I hear what you're saying Pup. And I hear ya WDID. Dr., I've been following along on your sitch, but don't really have anything to add that others haven't.

I've calmed down now. Weekend was good. She didn't bring up my note, but it definitely had an affect on her because she was even better than she's been.

So....what to do? Time to confront like Pup suggests? Give her more time and talk like WDID suggests? Or something else?

Here's what I think I'm going to do.

W continues to say the right things (except for that elusive 'I love you'). And not in a calculated way. Just off hand comments during conversations that tell me she's planning on staying. So what does that tell me? Tells me that it could be a number of things that are holding her back. Could be continued contact with OM, in a 'how's it going' way. Could be her pride/ego with me. Could be pride/ego with EGF.

Whatever it is, I truly feel like she's figuring it out and will get there on her own time frame. Obviously not as fast as I'd like, but she will. Maybe this is God's way of teaching me patience, because he knows I was the most impatient person alive prior to this, and he's not done teaching me that lesson yet.

Anyway....lets say I confront now, just when she's figuring this out on her own and she breaks down and admits everything and and and....but it's not on her terms. But if she IS figuring it out and gets defensive because I've pushed. What then? I don't really have many options this minute. Can't separate without taking a bath on the house and disrupting S17's senior year in H.S. Company isn't transferring people due to the economy. Not a good option.

So if she's figuring it out on her own and I give her more time, isn't it better for US in the long run? Lets say I confront that I suspect she is still talking to OM and she isn't, but it's the other things that could be holding her back?

W moves out of 'their' building in a week and a half. I'm going to see if there's a change in her then. EGF is getting married this weekend and I don't suspect she'll stay working there much longer because the new victim lives another 1/2 hour further away from work and she's already talking about finding a new job closer to (new) home. W and I are going away for the weekend this weekend. First week of August, family vacation to Myrtle Beach. First week of Nov, W and I are going to Disney again.

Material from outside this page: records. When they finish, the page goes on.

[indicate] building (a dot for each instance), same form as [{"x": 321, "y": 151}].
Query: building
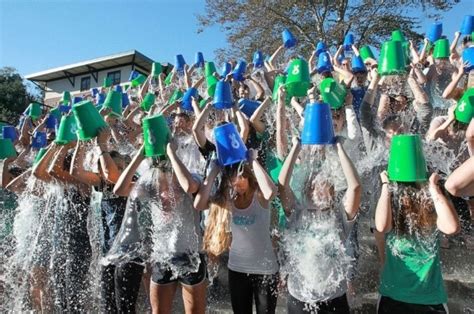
[{"x": 79, "y": 78}]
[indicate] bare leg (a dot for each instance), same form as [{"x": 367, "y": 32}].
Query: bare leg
[
  {"x": 194, "y": 298},
  {"x": 161, "y": 297}
]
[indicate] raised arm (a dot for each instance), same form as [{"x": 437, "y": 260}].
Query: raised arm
[
  {"x": 267, "y": 188},
  {"x": 189, "y": 184},
  {"x": 354, "y": 188},
  {"x": 383, "y": 212},
  {"x": 287, "y": 196},
  {"x": 461, "y": 181},
  {"x": 447, "y": 221},
  {"x": 201, "y": 201},
  {"x": 199, "y": 124},
  {"x": 124, "y": 184}
]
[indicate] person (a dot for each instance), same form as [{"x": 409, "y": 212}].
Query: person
[
  {"x": 316, "y": 207},
  {"x": 411, "y": 280},
  {"x": 243, "y": 197}
]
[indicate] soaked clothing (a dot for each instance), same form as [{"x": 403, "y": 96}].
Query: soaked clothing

Thing is, I think W knows what's holding her back and is dealing with it in her own way. Whether it's contact with OM or her pride/ego/guilt, who knows. But if she's dealing with it, which I see, then it's best in the long run, for us, for her to deal with it rather than me pushing her.

And come winter time, if we're still where we are, then S17 will be half way through his senior year and I'll make my decisions then.

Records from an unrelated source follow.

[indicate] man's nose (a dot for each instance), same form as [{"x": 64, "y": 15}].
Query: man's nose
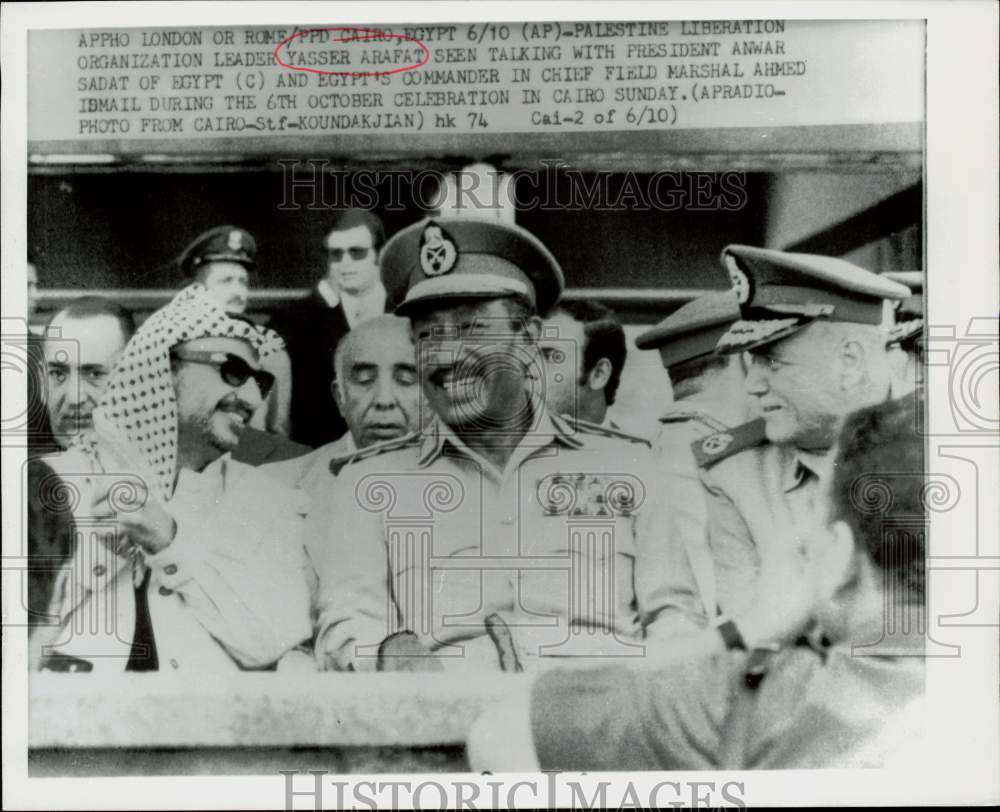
[
  {"x": 250, "y": 393},
  {"x": 385, "y": 394},
  {"x": 756, "y": 380}
]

Go ahead Pup, let me have it. But I know my W. And trust me, IF we're going to make it, she HAS to figure this out and deal with it her own way. Me pushing is the WRONG way, I think. And come winter, if we're still in the same spot, I'll be ready to move on, S17 will be in a better place, work will be in a better place and I'll be ready to go.

Oh, and one more thing that makes me think W is figuring it out. Friday night we were talking and she made a comment that EGF wants her to fly to Montana for her wedding this weekend. W told EGF, "I'm old enough to be your mother, it's not like I'm the maid of honor or something". Ah...EGF isn't what she used to be. Guess my not attacking her was the right move there.

Ok, I know this is rambling so go a head and ask if something doesn't make sense.

Thanks for listening.


Hope4us

Me - 49, W 49
S22 & S18
Dday 9/4/07
W claims NC 4/7/08
8/29/09 - Divorce Busted. Lots to work through, but we're going to make it.